The law creating this type of document was enacted on September 1, 2015 and amended in 2017.

=== Crime Victims Litigation ===
Crime Victims Litigation is a project that assists victims of violent crime and identity theft with legal matters related to their victimization. AVOICE attorneys provide legal advice, advocacy and direct representation for victims of crime.

==== Funding ====
This project was funded by a grant created during the 84th Session of the Texas Legislature for the 2015–2017 biennium.

=== Austin Medical-Legal Partnership ===
The Austin Medical-Legal Partnership is an affiliate of the National Center for Medical-Legal Partnership.

=== Texas Veterans Legal Assistance Project ===
The Veterans Legal Assistance Project provides legal advice and services to Texas veterans primarily by phone. The program also provides direct representation for Texas veterans in cases involving bankruptcy and foreclosure. In general, the Project focuses on assisting veterans with issues such as military discharge upgrades, service-connected disability appeals, contracts, divorces, custody agreements, employment law, consumer law, and criminal expungements.

==== Funding ====
The project was formed in 2011 after TLSC received a grant from the Texas Veterans Commission Fund for Veterans Assistance. Today, it is funded by a grant from the Texas Access to Justice Commission. That grant allows the Texas Legal Services Center to help Texas veterans with incomes up to 200% of federal poverty guidelines.

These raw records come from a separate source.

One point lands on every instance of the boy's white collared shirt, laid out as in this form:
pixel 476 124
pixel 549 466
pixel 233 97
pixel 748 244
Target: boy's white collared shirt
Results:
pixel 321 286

=== CPS Family Helpline ===
The CPS Family Helpline is a new project of the Texas Legal Services Center that provides information, in a confidential manner, to anyone with questions about the Texas CPS system. It primarily helps parents with CPS cases who have questions about how the system works, what they do to resolve matters, and how long CPS may stay involved with their parenting.

== History ==

At that time TLSC's efforts were primarily directed at policy advocacy for providing legal aid to Texans. However, TLSC attorneys also provided limited assistance to the other legal aid offices in significant federal cases whose aim was to help impoverished Texans.